Isso fica claro em “The Golden House”, ainda inédito no Brasil, mas deve ser lançado aqui ainda este ano. O livro, eleito um dos melhores de 2017, conta a história do bilionário indiano Nero Golden, que decide se autoexilar em Nova York com seus três filhos. Lá, eles encontram como vizinho o cineasta René, que fica amigo da família e decide fazer um documentário sobre eles.
A proximidade de Réne, que se torna o narrador da trama, faz com que a família, aparentemente fechada e cheia de segredos, passe a se abrir, especialmente depois que o patriarca decide se casar de novo com uma modelo russa bem mais nova que ele. Após isso, os filhos começam a abandonar a casa, e a enfrentar a dura realidade da sociedade americana da atualidade.
Todos os filhos de Nero têm sérios problemas de relacionamento. D (isso mesmo,  o nome dele é só uma letra), o mais novo, começa a questionar a sua sexualidade, se ele é homem ou mulher, ou “uma mulher com pênis”, como escreve Rushdie. O livro envereda pelo debate das questões de gênero de forma corajosa e sem levantar bandeira.
Apu, o filho do meio é um artista meio bon vivant, que não se adapta completamente aos EUA, e acaba voltando à Índia, onde descobre a razão da fuga do pai e acaba sofrendo graves consequências por isso. O filho mais velho, Petya, desenvolve agorofobia, e, incompreendido pelos irmãos, acaba tendo que provar sua superação, mas também com graves consequências.

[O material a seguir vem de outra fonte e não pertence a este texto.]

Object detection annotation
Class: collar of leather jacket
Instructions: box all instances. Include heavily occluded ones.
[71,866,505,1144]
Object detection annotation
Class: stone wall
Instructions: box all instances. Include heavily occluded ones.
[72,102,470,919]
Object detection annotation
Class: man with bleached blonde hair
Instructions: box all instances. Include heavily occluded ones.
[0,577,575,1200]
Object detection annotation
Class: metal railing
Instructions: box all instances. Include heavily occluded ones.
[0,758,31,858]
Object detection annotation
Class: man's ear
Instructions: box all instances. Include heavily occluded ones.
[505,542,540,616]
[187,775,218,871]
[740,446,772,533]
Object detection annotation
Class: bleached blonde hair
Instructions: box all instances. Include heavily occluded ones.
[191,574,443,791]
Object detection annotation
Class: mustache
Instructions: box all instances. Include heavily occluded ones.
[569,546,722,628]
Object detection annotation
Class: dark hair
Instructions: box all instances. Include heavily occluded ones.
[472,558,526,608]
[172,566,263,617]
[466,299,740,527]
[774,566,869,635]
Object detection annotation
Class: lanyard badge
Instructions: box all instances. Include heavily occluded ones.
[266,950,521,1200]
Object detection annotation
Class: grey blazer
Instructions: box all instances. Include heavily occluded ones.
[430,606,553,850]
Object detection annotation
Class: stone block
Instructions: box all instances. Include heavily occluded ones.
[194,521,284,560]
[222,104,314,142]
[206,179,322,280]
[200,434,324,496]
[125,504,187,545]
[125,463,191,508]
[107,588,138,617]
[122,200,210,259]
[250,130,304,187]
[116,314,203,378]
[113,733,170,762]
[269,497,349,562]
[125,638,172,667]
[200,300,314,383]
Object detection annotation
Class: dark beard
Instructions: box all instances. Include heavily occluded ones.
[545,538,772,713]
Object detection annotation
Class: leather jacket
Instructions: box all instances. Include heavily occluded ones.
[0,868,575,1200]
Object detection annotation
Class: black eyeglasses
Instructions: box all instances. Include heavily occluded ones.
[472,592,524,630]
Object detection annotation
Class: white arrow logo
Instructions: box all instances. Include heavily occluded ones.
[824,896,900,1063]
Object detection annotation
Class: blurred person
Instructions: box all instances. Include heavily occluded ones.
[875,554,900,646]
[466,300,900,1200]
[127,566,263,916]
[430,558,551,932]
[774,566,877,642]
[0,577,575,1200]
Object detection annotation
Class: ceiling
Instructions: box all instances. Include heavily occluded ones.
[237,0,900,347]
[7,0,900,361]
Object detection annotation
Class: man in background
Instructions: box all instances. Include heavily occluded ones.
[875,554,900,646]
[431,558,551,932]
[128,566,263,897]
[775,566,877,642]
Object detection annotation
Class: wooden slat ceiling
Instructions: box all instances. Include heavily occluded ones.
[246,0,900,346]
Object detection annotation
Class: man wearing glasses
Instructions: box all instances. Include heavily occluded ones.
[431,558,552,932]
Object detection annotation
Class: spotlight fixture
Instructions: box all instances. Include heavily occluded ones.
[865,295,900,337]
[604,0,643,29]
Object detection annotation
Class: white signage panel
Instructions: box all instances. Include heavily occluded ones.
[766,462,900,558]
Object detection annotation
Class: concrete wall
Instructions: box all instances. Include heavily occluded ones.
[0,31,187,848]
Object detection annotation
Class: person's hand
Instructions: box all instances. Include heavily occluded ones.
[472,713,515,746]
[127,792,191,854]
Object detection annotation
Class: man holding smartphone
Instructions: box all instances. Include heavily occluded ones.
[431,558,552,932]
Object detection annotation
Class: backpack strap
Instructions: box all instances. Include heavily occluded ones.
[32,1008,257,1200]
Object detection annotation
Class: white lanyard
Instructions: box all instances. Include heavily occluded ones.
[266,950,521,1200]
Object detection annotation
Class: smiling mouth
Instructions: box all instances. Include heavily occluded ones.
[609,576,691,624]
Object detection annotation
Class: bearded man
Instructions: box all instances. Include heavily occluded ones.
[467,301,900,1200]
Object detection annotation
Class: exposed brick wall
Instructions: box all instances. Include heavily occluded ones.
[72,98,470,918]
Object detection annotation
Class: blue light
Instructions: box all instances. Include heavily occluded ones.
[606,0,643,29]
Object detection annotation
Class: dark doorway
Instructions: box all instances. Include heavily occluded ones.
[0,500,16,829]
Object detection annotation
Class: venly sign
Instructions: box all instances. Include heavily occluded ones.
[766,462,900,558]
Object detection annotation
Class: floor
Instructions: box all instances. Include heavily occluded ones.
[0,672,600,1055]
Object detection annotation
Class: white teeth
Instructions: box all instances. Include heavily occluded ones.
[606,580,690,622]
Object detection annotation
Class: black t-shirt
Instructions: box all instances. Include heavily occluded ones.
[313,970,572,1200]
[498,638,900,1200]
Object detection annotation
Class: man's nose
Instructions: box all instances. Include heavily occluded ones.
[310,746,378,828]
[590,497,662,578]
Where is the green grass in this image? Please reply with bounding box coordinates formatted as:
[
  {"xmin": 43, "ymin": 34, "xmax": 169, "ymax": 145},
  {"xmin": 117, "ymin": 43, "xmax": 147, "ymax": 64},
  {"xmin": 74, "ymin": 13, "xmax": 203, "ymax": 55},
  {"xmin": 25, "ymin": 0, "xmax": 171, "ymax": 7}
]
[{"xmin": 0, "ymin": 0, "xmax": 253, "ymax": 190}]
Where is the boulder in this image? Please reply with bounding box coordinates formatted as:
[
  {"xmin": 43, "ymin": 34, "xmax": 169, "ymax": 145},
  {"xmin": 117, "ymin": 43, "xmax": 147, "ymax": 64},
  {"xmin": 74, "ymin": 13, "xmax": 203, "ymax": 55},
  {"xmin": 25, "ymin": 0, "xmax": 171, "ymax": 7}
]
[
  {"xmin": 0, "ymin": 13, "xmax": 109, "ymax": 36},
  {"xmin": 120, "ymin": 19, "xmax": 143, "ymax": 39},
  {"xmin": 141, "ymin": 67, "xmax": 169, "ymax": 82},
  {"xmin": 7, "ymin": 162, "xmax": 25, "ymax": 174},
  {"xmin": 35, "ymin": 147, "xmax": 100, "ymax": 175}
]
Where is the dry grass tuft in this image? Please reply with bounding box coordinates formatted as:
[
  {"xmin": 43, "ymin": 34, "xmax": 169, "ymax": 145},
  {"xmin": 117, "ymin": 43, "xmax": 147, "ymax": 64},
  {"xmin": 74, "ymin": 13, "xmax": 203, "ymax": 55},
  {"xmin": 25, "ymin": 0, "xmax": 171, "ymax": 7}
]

Todos os livros de Rushdie mexem com a questão do livre arbítrio, de como são as pessoas que fazem as escolhas que lhes dão alegrias ou grandes desgraças. Em “The Golden House” não há final feliz. A dura realidade da eleição de Trump influenciou o autor para que ele se mostrasse mais pessimista, e usasse o livro para mostrar a importância de fazer as escolhas certas. Trump até aparece no livro, retratado como um candidato fictício à presidência que se parece o Goringa do Batman. Mais uma triste alegoria para mostrar a que ponto chegamos!